In a healthy democracy, dissent is a vital ingredient. Constructive ideas collide with one another. Only from this constant friction of views can innovation flourish.

The Modi cult is not a cult as yet, but sycophants among the BJP’s ranks, like Avadhut Wagh, could help it emerge. The Prime Minister must put a stop to it before it is too late.

The fact that he tolerates often venomous criticism from rebels within his own party — Yashwant Sinha and Shatrughan Sinha being two prominent examples — shows that Modi is open to harsh strictures against his policies.

The kind of attacks Yashwant Sinha and Shatrughan Sinha often launch at the BJP and the PM show Modi is open to criticism.
The kind of attacks Yashwant Sinha and Shatrughan Sinha often launch at the BJP and the PM show Modi is open to criticism. (Photo: PTI/file)

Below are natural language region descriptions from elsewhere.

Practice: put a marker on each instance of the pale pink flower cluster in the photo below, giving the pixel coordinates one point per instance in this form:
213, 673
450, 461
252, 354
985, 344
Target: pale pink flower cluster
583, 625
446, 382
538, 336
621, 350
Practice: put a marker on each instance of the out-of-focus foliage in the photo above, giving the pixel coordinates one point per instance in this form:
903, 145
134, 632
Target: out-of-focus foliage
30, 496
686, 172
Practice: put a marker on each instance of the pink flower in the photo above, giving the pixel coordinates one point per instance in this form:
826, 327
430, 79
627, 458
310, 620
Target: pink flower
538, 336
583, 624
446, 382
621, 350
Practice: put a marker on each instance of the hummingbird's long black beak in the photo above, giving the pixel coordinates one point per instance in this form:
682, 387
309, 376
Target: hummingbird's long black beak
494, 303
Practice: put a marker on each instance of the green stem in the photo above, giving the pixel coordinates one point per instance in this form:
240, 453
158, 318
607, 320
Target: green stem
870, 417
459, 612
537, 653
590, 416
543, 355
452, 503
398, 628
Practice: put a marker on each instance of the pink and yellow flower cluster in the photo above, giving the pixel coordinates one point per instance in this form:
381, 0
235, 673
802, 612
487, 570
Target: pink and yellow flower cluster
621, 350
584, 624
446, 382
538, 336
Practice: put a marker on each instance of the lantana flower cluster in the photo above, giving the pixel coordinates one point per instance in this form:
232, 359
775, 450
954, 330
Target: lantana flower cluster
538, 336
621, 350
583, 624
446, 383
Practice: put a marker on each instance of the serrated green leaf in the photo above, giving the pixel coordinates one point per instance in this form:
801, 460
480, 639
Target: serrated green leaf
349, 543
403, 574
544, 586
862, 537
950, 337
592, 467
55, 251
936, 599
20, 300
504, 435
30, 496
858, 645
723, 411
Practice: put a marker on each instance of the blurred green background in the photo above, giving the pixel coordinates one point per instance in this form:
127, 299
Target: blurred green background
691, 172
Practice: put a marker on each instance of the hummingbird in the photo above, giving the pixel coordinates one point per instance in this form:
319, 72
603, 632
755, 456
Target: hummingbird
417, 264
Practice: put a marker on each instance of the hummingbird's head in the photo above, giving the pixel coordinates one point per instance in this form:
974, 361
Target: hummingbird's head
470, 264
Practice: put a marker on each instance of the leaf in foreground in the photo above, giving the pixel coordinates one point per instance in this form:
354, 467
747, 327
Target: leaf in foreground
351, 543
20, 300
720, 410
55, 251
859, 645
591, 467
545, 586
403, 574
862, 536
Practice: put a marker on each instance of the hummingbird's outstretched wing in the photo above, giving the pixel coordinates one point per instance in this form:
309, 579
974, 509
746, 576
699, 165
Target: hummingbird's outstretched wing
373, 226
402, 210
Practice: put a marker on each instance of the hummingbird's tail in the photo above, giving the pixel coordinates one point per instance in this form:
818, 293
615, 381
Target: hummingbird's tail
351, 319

But the two Sinhas are exceptions that prove the rule. What the BJP needs are not fearful ministers and fawning party workers like Avadhut Wagh, but robust criticism of policy.

Unfortunately, the gnarled old media, still under the UPA’s long-lasting spell, is so unhinged in its criticism of Modi that a civil engagement with it becomes impossible.

But a change is necessary.

Six months before the 2019 Lok Sabha election, Modi needs to start addressing regular press conferences, take uncomfortable questions head-on from his several media critics, and show that he is what he says he is: an honest kamdar, not an entitled namdar.